For this reason, "dockershim" was implemented. Via dockershim, the container runtime "containerd" can be addressed as a kind of "wrapper" via the CRI:




This setup is not very efficient and can be made leaner and more efficient:






SUSE Rancher RKE1 and RKE2


SUSE Rancher RKE1 is a rock-solid, mature and decent, but (relatively) old Kubernetes distribution based on Docker technology. FullStackS has used RKE1 so far for reasons of robustness and consistently had very good experiences with it.


The successor to RKE1 is RKE2 - also robust and mature - and also very strongly hardened in terms of security (FIPS-140, CIS 1.6) and RKE2 is based on containerd.

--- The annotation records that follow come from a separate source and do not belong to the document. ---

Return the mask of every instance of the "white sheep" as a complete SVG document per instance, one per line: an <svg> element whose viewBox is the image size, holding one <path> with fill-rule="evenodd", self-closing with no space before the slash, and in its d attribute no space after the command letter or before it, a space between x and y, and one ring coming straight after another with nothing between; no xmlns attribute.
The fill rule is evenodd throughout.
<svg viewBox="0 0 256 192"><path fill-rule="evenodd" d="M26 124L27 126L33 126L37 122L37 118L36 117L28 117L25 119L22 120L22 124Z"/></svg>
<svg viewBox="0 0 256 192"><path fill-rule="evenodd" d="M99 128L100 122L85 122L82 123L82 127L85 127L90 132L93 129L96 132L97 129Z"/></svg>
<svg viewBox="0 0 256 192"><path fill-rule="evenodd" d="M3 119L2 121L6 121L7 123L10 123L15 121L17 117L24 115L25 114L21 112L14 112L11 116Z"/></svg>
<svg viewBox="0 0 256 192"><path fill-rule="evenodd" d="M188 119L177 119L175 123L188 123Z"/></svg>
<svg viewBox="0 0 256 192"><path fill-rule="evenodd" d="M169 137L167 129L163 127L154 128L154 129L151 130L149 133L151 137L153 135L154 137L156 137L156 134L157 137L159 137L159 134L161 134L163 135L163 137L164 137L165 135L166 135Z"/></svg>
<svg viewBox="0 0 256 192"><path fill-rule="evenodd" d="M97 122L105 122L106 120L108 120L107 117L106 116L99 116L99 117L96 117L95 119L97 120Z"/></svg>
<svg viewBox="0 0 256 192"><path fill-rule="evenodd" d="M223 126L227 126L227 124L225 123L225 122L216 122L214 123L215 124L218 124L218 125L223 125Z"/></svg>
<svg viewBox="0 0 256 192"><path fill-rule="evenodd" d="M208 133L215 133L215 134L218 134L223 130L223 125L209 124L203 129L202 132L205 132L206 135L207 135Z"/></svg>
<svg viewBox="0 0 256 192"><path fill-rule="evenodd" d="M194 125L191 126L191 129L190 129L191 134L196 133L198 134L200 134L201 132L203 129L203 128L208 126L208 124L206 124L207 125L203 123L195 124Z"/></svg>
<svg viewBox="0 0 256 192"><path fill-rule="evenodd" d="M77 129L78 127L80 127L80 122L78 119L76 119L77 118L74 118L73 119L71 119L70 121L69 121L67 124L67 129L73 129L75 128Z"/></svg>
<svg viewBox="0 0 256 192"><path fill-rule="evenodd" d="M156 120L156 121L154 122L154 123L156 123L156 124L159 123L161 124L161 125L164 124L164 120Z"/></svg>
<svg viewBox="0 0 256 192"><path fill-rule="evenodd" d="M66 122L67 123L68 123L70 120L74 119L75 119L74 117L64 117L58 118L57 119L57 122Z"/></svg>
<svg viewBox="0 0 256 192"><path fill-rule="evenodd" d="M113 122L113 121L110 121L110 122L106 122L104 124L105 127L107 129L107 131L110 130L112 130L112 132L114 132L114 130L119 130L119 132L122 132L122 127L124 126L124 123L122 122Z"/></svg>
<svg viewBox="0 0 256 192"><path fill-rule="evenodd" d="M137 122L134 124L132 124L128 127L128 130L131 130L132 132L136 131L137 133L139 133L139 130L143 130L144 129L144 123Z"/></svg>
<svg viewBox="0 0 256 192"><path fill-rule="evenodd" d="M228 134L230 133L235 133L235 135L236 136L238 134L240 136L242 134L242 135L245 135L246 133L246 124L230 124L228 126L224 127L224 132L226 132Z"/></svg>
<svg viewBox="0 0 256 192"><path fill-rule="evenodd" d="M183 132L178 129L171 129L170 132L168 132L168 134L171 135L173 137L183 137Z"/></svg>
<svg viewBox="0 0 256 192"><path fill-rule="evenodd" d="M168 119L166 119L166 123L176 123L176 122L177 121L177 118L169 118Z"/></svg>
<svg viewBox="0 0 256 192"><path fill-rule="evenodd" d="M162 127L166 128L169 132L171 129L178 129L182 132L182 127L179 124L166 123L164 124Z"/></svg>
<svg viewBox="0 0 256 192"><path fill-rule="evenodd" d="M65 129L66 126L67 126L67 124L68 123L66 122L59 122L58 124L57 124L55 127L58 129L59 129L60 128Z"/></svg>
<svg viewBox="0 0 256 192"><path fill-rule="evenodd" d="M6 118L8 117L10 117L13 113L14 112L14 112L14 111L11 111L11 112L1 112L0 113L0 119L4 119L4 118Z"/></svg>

Why did FullStackS previously use RKE1 and now recommends using RKE2?

The reason is that the new cluster API for deploying Kubernetes downstream clusters in SUSE Rancher was in the so-called "Tech Preview" until version v2.6.3:





With the following SUSE Rancher releases, the new cluster API based provisioning of RKE2 (and K3S) clusters became "GA".


The new provisioning is also perfectly integrated into our modular Infrastructure as Code platform for SUSE Rancher on any environment (on-prem, edge and cloud) and can be used immediately.


In our lab, we have developed, tested and finalized the integration over the last few months.


We consistently recommend using RKE2 and actively avoiding Docker in new projects for building new downstream clusters starting with the release of SUSE Rancher v2.6.4.


In addition, our FullStackS Terraform modules meet all requirements for CIS 1.6 "hardened / restricted" & FIPS-140 compliant Kubernetes clusters.



Interested? Please contact us!


TL;DR



  • Docker does not support CRI the interface for container runtimes in Kubernetes

  • Docker has an expiration date in terms of support and technology

  • RKE2 offers higher security in addition to "robustness".